僕がノートを差し出すと、彼女はペーパーナプキンで手をぬぐってから、そこに言葉を書き足した。
「火、地、風、水」と僕は言った。音を確かめるようにゆっくりと。
「これがもう一つのジャンル分け。4元素」
「4元素」と僕は繰り返した。
「わたしはエレメントと言ってしまうことが多いんだけどね」と彼女は言った。
「エレメント」僕はまた繰り返した。
彼女は肯いた。
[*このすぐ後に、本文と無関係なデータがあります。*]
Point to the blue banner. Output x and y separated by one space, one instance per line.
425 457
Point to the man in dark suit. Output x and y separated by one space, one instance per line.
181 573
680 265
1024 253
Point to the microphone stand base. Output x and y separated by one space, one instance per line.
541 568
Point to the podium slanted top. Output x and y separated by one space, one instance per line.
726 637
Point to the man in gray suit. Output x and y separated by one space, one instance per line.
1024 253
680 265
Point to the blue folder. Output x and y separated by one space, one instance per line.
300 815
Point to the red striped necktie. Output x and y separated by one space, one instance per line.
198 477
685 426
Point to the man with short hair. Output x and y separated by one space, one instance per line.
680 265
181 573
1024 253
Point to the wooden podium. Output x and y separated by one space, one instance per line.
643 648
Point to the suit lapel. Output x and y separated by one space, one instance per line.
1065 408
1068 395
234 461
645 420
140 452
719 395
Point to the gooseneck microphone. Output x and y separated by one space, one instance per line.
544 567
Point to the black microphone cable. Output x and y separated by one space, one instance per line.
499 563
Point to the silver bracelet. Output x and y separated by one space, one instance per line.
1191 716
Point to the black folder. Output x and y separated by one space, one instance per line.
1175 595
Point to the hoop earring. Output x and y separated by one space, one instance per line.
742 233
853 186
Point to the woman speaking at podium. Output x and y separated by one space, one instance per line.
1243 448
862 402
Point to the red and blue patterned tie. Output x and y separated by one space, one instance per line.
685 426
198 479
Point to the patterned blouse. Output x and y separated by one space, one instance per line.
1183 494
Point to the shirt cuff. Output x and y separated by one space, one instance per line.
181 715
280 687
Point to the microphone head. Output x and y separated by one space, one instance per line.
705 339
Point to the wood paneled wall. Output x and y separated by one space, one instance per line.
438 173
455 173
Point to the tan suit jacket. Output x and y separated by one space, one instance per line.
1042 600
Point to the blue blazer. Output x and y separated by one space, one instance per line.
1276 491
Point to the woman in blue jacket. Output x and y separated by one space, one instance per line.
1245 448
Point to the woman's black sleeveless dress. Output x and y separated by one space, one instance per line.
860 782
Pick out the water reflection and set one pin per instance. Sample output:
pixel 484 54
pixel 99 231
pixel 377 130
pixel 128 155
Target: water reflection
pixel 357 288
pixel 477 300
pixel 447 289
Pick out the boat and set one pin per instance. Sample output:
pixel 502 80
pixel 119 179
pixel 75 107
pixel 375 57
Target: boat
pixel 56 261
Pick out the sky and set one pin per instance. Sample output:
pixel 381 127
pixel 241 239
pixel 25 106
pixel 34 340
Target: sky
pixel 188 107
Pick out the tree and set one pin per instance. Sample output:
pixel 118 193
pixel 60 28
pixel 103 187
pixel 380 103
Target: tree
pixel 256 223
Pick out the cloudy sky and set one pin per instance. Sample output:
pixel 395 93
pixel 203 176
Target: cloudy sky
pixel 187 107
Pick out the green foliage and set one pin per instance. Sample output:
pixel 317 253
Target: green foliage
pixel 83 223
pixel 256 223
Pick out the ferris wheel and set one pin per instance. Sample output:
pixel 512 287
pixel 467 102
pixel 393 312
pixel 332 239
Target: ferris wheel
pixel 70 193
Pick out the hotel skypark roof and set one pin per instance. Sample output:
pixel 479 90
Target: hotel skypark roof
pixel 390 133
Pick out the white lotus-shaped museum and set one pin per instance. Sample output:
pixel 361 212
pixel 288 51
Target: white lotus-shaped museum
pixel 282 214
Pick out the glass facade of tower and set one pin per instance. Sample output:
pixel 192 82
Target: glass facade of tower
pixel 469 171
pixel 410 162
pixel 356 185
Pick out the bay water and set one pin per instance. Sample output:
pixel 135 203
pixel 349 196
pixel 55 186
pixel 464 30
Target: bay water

「わたしはイギリスで占星術を学んでいたから、英語の方が馴染みがあるのよね」
「イギリスで?」と僕はポテトを持ったまま手を止めた。
「そう。だから2要素はpolarity(ポラリティー)だし、
3区分はquality(クオリティー)だし、4元素はelement(エレメント)なんだけど、
響き的にエレメントだけは、なんだか横文字が言いやすくてね」
「なるほどね」僕は持っていたポテトを口に運びながら言った。
「で、この4元素が次のテーマになるんだね?」
彼女は微笑んでからストローを口に入れたまま肯いた。
◆4元素は「価値観」
「3区分」は「行動様式」を表すんだけど、「4元素」の方は「価値観」を表すの。
「大切にしていること」とも言えるかもしれないわね。
さっきそこにも書いたんだけど、『大切にしているもの』がそれぞれで異なるのよ。
◆火星座
まずは火星座さんね。
彼らは精神性を大切にした直感タイプの人。
彼らに対して行動やアイデアの理由を聞いても、あんまり意味がないのよ。
なぜならその理由はたいてい「なんとなく」とか「直感的に」というものだから。
「おひつじ、しし、いて」の人がそれに当たるんだけど、
良くも悪くも「子供らしさ」をもった「ピュアな人」が多い気がするわ。
情熱もあって、明るくて、前向きで、楽天家さんね。
もちろん人生にはいろいろな側面があるから、
楽天的でばかりはいられないかもしれないけれど、基本的な性質としてね。
ちなみに、「おひつじ座」さんはパイオニア的なエネルギーを持つ人が多くって、
「しし座」さんは自分がいいと思うものを自分らしく表現する才能の持ち主で、
「いて座」さんは、それらのエネルギーを引っさげて冒険に出ていく感じかしらね。
◆地星座
次は地星座さんね。
「おうし、おとめ、やぎ」の人がこれに当たるんだけど、
この人たちは「五感」で味わうのが大好きで、「実感」を重んじるタイプね。
次に紹介する風星座さんが重視する「知識」みたいに「実感のないもの」よりも、
地星座のグループは「形あるもの」や「感覚を使って感じられるもの」を大切にするの。
地星座さん、つまり「おうし、おとめ、やぎ座」さんは、
管理能力や実務能力に優れている人が多くて、
じっくり積み上げていくことに喜びを感じるのが特徴ね。
「おうし座」さんは五感で味わうのが得意で、
「おとめ座」さんは実務のプロで、
「やぎ座」さんはそれらを社会的に認められる形にしていくことに長けているわね。
ここまでは大丈夫かしら?」
僕は軽く伸びをして姿勢を整えてからまた話に集中した。